Epstein-Skandal: Deutsche Gewerkschaft verstrickt sich in peinliche Erklärungsnot
Ein brisanter Fund in den Ermittlungsakten des verurteilten Sexualstraftäters Jeffrey Epstein wirft unbequeme Fragen auf – und führt direkt nach Deutschland. Ein Presseausweis, ausgestellt auf die inhaftierte Epstein-Vertraute Ghislaine Maxwell, trägt das Logo eines deutschen Journalistenverbandes. Die Gewerkschaft Verdi windet sich nun in Erklärungen, während die Öffentlichkeit fassungslos zurückbleibt.
Ein Dokument, das Fragen aufwirft
In den kürzlich veröffentlichten Epstein-Akten tauchten Scans eines internationalen Presseausweises auf, der auf Ghislaine Maxwell ausgestellt wurde. Das Dokument, gültig für das Jahr 2017, ist der Deutschen Journalistinnen- und Journalisten-Union (dju) innerhalb der Gewerkschaft Verdi zugeordnet. Es handelt sich um einen Ausweis der Internationalen Journalisten-Föderation – ein Dokument, das Journalisten Zugang zu Behörden, Ministerien und Veranstaltungen verschafft.
Die zentrale Frage drängt sich förmlich auf: Wie konnte eine Frau, die später wegen ihrer Schlüsselrolle in einem der größten Missbrauchsskandale der jüngeren Geschichte verurteilt wurde, einen solchen Ausweis erhalten? Welche journalistische Tätigkeit hat Maxwell jemals ausgeübt, die eine solche Akkreditierung rechtfertigen würde?

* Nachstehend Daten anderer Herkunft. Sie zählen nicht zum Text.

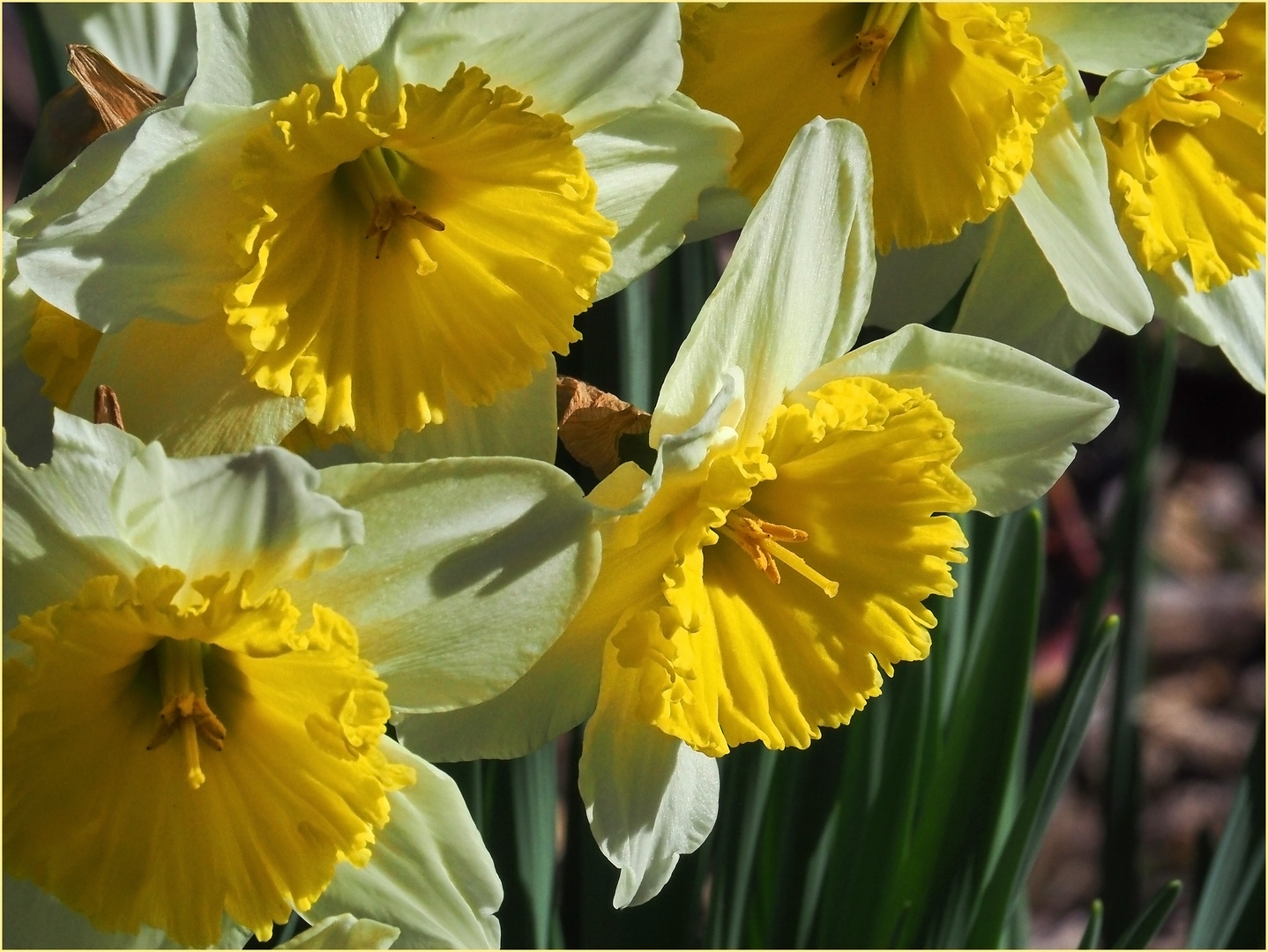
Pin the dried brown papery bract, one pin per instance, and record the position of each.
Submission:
(593, 422)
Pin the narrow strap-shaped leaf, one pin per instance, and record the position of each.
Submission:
(814, 874)
(964, 796)
(634, 318)
(1238, 862)
(1042, 792)
(533, 799)
(1123, 787)
(1152, 918)
(751, 825)
(1092, 933)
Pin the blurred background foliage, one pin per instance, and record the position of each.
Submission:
(1079, 761)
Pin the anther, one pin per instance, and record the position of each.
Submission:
(861, 60)
(761, 540)
(387, 211)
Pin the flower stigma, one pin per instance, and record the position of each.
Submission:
(862, 58)
(761, 543)
(184, 703)
(377, 187)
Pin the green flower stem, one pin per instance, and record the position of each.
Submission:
(1120, 870)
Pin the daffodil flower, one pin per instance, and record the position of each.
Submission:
(1173, 138)
(200, 660)
(778, 559)
(377, 214)
(950, 97)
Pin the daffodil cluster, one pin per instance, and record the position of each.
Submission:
(356, 234)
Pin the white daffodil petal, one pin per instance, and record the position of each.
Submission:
(649, 798)
(35, 919)
(429, 871)
(72, 185)
(556, 695)
(345, 932)
(586, 63)
(914, 284)
(57, 530)
(472, 569)
(153, 42)
(720, 211)
(651, 167)
(1065, 203)
(269, 517)
(1230, 317)
(795, 291)
(28, 416)
(183, 384)
(1016, 298)
(518, 424)
(254, 52)
(153, 240)
(1016, 416)
(1102, 38)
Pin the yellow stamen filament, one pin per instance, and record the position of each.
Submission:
(761, 543)
(862, 58)
(184, 692)
(377, 187)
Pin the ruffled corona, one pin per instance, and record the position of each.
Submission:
(794, 570)
(1186, 160)
(165, 764)
(950, 97)
(60, 349)
(399, 259)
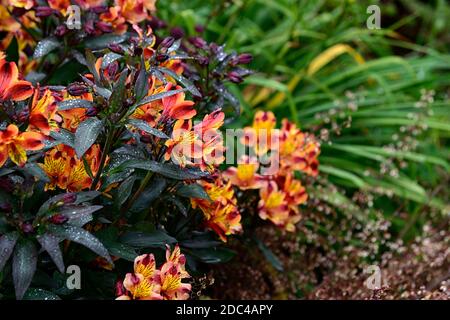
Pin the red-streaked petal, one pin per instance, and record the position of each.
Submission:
(20, 90)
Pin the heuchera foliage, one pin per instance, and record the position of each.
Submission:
(95, 122)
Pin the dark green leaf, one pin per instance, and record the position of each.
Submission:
(45, 46)
(214, 255)
(79, 215)
(141, 85)
(185, 82)
(268, 254)
(154, 97)
(156, 238)
(40, 294)
(64, 136)
(144, 126)
(81, 236)
(153, 191)
(24, 266)
(167, 169)
(86, 134)
(124, 190)
(12, 52)
(91, 60)
(193, 190)
(7, 243)
(74, 103)
(109, 58)
(103, 41)
(50, 243)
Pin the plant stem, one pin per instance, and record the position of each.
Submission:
(105, 151)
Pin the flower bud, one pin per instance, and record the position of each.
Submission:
(61, 30)
(145, 139)
(114, 47)
(27, 227)
(69, 198)
(162, 57)
(104, 26)
(100, 9)
(44, 12)
(92, 111)
(5, 207)
(233, 76)
(244, 58)
(177, 33)
(167, 42)
(77, 89)
(199, 28)
(198, 42)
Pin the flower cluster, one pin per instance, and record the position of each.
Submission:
(149, 283)
(220, 210)
(280, 192)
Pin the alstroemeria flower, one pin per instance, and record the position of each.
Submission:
(221, 212)
(298, 150)
(15, 144)
(184, 146)
(66, 171)
(149, 283)
(10, 86)
(279, 202)
(245, 175)
(145, 264)
(175, 107)
(141, 288)
(43, 115)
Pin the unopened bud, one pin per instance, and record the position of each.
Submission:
(233, 76)
(104, 26)
(61, 30)
(198, 42)
(44, 12)
(77, 89)
(92, 111)
(114, 47)
(69, 198)
(58, 218)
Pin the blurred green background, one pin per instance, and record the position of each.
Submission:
(378, 99)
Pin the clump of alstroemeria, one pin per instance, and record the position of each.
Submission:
(290, 150)
(150, 283)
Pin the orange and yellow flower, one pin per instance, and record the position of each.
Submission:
(149, 283)
(66, 171)
(220, 211)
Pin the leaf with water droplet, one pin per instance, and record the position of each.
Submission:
(40, 294)
(144, 126)
(45, 46)
(109, 58)
(81, 236)
(74, 103)
(79, 215)
(64, 136)
(7, 243)
(50, 243)
(24, 266)
(86, 134)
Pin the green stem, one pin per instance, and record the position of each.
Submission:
(138, 192)
(105, 151)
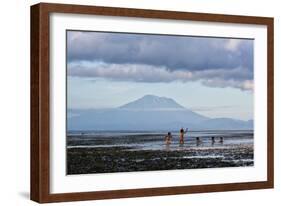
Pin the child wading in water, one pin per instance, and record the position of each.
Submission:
(182, 132)
(168, 138)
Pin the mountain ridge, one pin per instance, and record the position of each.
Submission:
(149, 112)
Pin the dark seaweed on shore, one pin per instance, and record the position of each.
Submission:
(124, 159)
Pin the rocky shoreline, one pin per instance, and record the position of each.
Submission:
(126, 159)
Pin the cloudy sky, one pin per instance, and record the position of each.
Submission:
(212, 76)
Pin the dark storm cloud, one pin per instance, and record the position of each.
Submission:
(217, 62)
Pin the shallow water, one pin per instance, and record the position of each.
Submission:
(155, 140)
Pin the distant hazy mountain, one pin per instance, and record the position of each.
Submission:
(151, 102)
(148, 113)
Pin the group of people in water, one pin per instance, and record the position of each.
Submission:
(168, 138)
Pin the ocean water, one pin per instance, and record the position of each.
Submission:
(144, 140)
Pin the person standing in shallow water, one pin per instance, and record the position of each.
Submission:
(182, 132)
(168, 138)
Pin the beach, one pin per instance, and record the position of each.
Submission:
(108, 152)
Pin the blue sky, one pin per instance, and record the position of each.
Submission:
(212, 76)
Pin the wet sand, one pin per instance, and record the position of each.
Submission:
(125, 159)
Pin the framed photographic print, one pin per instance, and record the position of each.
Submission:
(132, 102)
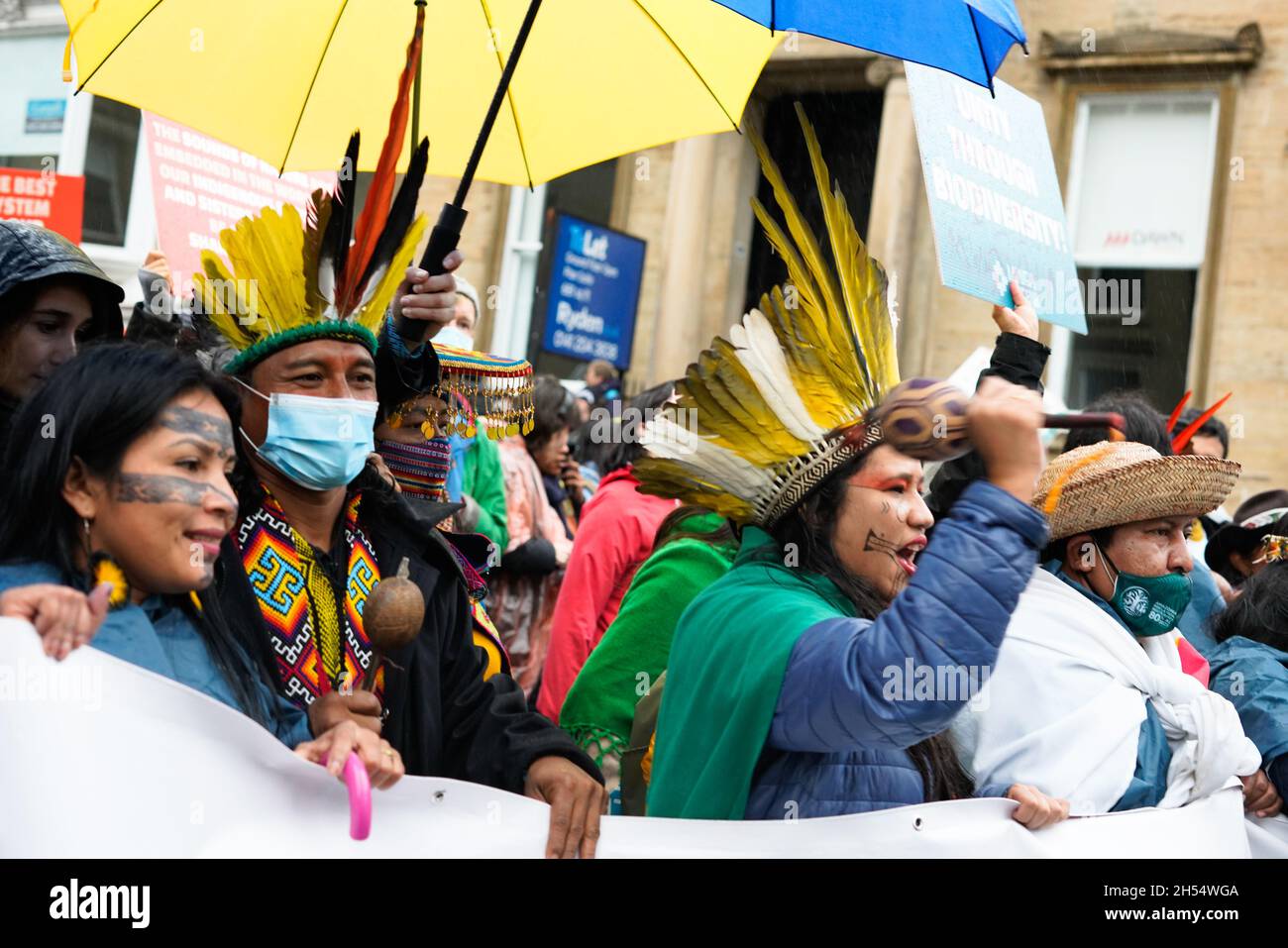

Verdi versteckt sich hinter Datenschutz
Die Reaktion der Gewerkschaft Verdi ist bezeichnend für den Umgang deutscher Institutionen mit unbequemen Wahrheiten. Man teilte mit, dass ein solcher internationaler Presseausweis für zwei Jahre gültig sei und demnach 2015 oder 2016 ausgestellt worden sein müsste. Dann folgt der entscheidende Satz:
„Zentral zugängliche Daten liegen uns zu einem mehr als zehn Jahre zurückliegenden Vorgang aber nicht vor."
Wie praktisch! Die Antragsunterlagen seien nach dem hauseigenen Datenschutzkonzept längst vernichtet worden. Eine Aufklärung sei daher nicht mehr möglich. Man fragt sich unwillkürlich, ob diese Löschpraxis nicht auch dazu dient, unangenehme Nachfragen im Keim zu ersticken. Wer hat den Antrag geprüft? Welche Nachweise wurden vorgelegt? All das bleibt im Dunkeln.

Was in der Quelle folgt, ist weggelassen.